The LF/HF ratio reflects the global sympatho-vagal balance and can be used as a measure of this balance. With an average normal adult in resting conditions, the ratio is generally between 1 and 2.
ULF and VLF are spectral components with very low oscillations. The ULF component might reflect circadian and neuroendocrine rhythms and the VLF component long period rhythms. The VLF component has been found to be a major determinant of physical activity and was proposed as a marker of sympathetic activity.
Correlations between time and frequency domain indices and normal reference values
There are established correlations between time domain and frequency domain parameters: pNN50 and RMSSD correlate with themselves and with HF power (r = 0.96), SDNN and SDANN indices correlate significantly with total power and the ULF component. Normal reference values and values in patients with a MI for standard measures of heart rate variability.

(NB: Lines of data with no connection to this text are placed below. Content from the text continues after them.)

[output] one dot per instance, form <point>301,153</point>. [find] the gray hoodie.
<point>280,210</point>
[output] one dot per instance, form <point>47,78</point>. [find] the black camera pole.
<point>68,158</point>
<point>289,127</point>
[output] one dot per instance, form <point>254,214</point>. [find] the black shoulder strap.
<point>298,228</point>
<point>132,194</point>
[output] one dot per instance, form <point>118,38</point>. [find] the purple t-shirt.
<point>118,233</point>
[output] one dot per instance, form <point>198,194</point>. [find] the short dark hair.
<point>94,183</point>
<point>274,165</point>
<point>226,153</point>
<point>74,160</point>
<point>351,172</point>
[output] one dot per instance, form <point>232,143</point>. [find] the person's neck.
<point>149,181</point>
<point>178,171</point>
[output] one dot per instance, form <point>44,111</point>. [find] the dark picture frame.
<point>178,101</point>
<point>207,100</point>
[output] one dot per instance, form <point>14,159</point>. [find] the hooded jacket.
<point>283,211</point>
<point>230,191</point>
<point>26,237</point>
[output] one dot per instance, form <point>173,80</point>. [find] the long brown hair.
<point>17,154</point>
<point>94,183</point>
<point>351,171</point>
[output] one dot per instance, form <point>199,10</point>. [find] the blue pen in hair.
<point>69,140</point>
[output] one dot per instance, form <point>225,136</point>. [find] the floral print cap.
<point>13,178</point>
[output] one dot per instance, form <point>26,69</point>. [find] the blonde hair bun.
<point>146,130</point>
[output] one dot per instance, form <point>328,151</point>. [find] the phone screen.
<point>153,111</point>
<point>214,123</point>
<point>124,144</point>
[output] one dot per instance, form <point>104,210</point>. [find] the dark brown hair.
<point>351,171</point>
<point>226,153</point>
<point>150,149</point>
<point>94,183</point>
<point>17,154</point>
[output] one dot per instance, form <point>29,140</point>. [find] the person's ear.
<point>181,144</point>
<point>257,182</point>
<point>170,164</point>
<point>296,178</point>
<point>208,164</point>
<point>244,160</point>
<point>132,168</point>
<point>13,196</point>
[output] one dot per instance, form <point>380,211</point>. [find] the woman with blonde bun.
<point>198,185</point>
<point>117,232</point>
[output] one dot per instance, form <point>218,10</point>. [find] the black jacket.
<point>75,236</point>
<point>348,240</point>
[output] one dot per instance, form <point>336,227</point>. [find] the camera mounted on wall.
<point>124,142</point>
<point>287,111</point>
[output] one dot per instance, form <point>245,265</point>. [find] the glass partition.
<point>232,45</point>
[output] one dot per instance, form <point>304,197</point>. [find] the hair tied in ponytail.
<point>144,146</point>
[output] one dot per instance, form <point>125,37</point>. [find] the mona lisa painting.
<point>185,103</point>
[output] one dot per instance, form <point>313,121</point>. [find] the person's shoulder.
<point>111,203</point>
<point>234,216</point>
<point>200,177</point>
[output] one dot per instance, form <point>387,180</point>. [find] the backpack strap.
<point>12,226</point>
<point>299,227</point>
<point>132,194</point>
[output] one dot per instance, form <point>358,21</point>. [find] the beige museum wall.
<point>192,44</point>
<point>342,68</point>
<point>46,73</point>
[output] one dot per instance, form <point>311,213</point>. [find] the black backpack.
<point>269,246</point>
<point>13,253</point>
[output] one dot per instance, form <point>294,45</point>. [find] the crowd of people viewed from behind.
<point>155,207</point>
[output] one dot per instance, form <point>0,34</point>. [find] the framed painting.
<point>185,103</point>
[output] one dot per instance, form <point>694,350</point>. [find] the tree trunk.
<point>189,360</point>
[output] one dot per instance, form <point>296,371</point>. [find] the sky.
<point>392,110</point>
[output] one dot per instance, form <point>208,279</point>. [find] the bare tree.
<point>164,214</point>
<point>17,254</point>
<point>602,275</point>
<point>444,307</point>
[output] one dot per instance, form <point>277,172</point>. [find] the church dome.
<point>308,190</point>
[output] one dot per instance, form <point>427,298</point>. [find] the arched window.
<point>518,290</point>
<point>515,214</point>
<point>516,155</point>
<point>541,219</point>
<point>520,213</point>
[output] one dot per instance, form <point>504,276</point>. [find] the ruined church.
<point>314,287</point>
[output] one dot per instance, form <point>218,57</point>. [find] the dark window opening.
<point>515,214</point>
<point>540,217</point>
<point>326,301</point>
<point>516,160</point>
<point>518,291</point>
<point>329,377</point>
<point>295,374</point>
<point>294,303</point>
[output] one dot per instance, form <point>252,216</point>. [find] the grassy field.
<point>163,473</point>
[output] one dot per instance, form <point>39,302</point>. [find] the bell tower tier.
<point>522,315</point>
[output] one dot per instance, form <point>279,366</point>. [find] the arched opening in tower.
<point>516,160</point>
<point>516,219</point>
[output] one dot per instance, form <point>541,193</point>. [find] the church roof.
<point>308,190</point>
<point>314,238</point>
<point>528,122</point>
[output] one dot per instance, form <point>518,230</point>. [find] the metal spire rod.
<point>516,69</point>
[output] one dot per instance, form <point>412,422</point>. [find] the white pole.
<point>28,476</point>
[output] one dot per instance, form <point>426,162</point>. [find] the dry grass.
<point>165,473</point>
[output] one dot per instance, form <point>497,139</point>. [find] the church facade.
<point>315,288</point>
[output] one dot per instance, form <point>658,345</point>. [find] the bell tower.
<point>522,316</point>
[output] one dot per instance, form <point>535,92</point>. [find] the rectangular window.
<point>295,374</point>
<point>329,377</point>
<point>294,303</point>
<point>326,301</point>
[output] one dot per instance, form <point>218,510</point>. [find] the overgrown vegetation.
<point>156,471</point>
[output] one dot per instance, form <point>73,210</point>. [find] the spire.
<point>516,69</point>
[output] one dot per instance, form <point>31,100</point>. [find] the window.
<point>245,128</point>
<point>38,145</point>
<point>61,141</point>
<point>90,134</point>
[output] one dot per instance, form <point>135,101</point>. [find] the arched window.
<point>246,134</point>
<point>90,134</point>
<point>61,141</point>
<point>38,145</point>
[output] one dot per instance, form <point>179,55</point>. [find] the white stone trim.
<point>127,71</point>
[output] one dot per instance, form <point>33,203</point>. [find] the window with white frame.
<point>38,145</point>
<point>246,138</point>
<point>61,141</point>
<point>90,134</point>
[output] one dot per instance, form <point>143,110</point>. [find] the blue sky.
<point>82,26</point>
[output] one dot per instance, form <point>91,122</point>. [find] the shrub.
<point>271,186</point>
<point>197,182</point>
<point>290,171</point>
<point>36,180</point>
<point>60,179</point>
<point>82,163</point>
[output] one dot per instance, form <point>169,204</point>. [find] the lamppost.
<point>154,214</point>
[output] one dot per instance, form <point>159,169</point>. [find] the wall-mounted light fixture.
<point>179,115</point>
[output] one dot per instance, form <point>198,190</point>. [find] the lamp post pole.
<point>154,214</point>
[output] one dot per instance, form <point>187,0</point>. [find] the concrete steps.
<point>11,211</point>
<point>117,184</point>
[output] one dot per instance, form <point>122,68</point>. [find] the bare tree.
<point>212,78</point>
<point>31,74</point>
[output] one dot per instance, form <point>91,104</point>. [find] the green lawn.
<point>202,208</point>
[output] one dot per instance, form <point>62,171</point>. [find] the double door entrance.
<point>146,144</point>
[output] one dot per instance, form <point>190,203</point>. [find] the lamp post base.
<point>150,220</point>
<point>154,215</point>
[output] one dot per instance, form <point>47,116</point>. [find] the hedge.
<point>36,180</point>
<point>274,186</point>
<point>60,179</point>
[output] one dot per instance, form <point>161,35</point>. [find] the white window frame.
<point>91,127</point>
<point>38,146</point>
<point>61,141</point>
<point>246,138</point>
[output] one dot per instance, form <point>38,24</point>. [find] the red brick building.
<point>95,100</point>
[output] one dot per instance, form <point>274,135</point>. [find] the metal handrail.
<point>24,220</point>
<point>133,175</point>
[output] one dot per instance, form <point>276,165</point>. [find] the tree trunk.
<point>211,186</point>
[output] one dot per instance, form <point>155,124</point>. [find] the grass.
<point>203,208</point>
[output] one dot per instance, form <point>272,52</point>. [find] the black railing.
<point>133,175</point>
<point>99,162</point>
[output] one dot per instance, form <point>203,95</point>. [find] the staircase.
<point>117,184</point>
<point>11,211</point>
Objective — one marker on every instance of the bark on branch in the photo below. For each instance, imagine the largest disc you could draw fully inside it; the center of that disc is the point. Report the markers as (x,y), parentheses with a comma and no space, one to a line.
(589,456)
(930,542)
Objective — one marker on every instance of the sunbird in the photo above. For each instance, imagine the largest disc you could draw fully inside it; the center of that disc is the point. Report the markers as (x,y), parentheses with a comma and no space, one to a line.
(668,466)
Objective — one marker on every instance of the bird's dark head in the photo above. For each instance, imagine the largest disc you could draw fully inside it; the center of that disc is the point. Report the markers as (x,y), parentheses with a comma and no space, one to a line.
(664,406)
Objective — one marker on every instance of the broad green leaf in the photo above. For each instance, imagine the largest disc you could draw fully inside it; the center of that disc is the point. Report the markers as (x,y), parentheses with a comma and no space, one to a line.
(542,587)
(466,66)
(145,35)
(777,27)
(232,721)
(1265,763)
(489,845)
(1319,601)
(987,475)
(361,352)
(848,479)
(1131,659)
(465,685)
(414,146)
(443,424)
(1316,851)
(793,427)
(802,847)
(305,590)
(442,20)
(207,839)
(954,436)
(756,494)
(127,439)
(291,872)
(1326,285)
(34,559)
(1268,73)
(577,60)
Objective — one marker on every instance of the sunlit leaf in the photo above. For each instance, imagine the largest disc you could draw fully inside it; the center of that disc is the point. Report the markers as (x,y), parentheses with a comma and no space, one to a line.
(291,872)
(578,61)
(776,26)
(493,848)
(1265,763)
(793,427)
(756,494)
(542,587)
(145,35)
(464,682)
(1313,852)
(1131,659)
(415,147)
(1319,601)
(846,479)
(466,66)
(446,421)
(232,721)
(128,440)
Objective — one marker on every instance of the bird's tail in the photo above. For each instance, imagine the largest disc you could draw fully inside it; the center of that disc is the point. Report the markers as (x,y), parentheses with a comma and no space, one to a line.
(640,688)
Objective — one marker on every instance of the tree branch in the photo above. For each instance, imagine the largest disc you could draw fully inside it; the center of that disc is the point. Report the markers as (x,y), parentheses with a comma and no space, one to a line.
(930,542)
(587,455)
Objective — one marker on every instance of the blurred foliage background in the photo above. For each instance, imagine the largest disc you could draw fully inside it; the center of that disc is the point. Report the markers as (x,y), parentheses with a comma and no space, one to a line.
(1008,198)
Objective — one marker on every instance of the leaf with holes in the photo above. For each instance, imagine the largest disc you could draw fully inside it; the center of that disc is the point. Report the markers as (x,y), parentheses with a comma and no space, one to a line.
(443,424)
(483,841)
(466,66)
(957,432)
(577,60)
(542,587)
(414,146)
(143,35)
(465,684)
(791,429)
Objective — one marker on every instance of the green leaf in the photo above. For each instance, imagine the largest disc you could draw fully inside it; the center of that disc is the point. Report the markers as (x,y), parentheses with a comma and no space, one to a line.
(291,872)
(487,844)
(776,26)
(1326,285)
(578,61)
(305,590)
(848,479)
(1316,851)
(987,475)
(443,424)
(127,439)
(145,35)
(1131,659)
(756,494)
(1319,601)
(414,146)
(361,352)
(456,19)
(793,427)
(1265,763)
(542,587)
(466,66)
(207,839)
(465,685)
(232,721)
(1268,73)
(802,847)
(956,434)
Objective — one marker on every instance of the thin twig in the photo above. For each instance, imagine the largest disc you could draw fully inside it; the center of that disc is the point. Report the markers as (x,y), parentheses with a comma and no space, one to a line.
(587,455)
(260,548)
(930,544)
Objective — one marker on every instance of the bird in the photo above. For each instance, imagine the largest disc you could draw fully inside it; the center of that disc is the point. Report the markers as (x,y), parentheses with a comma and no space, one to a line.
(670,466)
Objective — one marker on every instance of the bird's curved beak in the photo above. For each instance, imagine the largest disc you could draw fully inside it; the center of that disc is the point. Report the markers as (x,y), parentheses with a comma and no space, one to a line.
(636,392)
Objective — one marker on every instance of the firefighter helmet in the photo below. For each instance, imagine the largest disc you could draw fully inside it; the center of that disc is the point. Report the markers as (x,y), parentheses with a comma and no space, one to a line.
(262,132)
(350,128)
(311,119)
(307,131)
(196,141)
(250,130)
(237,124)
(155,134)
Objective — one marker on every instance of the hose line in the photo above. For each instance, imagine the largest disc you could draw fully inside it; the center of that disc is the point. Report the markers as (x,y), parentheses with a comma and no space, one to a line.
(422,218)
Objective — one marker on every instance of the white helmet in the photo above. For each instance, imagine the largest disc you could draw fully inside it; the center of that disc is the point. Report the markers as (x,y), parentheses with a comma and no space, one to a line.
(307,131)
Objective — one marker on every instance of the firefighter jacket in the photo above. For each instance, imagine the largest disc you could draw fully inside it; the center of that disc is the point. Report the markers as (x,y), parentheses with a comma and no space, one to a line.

Limitations of standard HRV measurements
Because HRV deals with RR interval variations its measurement is limited to patients in sinus rhythm and to those with a low number of ectopic beats. In this sense, approximately 20 to 30% of high risk post-MI patients are excluded from any HRV analysis due to frequent ectopy or episodes of atrial arrhythmias, particularly atrial fibrillation. The latter one may be observed in up to 15 to 30% of patients with CHF, excluding those from any HRV analysis.
Nonlinear methods (fractal analysis) of HRV measurement
Nonlinear methods are based on the chaos theory and fractal geometry. Chaos has been defined as the study of multivariable, nonlinear and nonperiodic systems. Chaos describes natural systems in a different way because it can account for nature’s randomness and nonperiodicity. Perhaps the theory of chaos may help in better understanding HR dynamics, taking into account that the healthy heartbeat is slightly irregular and to some extent chaotic. In the near future nonlinear fractal methods may give new insights into HR dynamics in the context of physiological changes and in high risk situations, particularly in patients after MI or in the context of sudden death.
Recent data suggest that fractal analysis in comparison to standard HRV measurements seems to detect abnormal patterns of RR fluctuations more efficiently.